This topic has been discussed for years and years. From a 2010 FDIC teleseminar on fair lending:https://www.fdic.gov/news/conferences/fl/2010-11-16-qa.html
"10. I am an independent compliance consultant that works with various banks helping them with Fair Lending reviews and risk assessments. Do you see any problem with me using information from borrowers’ drivers licenses that are stored in the bank’s Customer Information System to obtain demographic information for fair lending analysis such as age, sex, and possibly race? As you know, the government monitoring information is only available for HMDA-covered loans. If I am trying to conduct fair lending analyses on other types of loans, such as consumer loans or vehicle-secured loans, there isn’t much to go on other than making assumptions about race via surnames and gender via first names. If I could use information from the drivers license that is imaged and in the bank’s system, I could get demographic information without having to make assumptions.
Do you see any problem with doing that? I am independent from the bank and this is done after the loan decision has been made (these are existing loans). To go one step further, would this be OK for a bank’s compliance officer to do too, if that person is independent from the lending function and it’s done after the loan decision has been made?

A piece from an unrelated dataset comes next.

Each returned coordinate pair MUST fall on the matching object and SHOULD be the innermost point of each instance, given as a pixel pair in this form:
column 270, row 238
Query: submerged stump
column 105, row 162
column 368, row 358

Regulation B does not prohibit the practice of photo copying or digitally storing photo identification, but it does prohibit the collection of certain demographic information. Given that photo identification usually contains this prohibited information, it is a best practice not to retain a copy of the photo identification. However, if a bank chooses to retain a copy of photo identification, it is best if it is segregated from loan files. Furthermore, the photo identification should only be requested to comply with the USA Patriot Act and not be used as part of the underwriting process.
Keeping the above in mind, photo identification that is available in a customer information system could be used to obtain demographic information to assist in a fair lending analysis. As stated in the question, it would be a more accurate way to conduct the analysis than making assumptions based on factors such as surnames."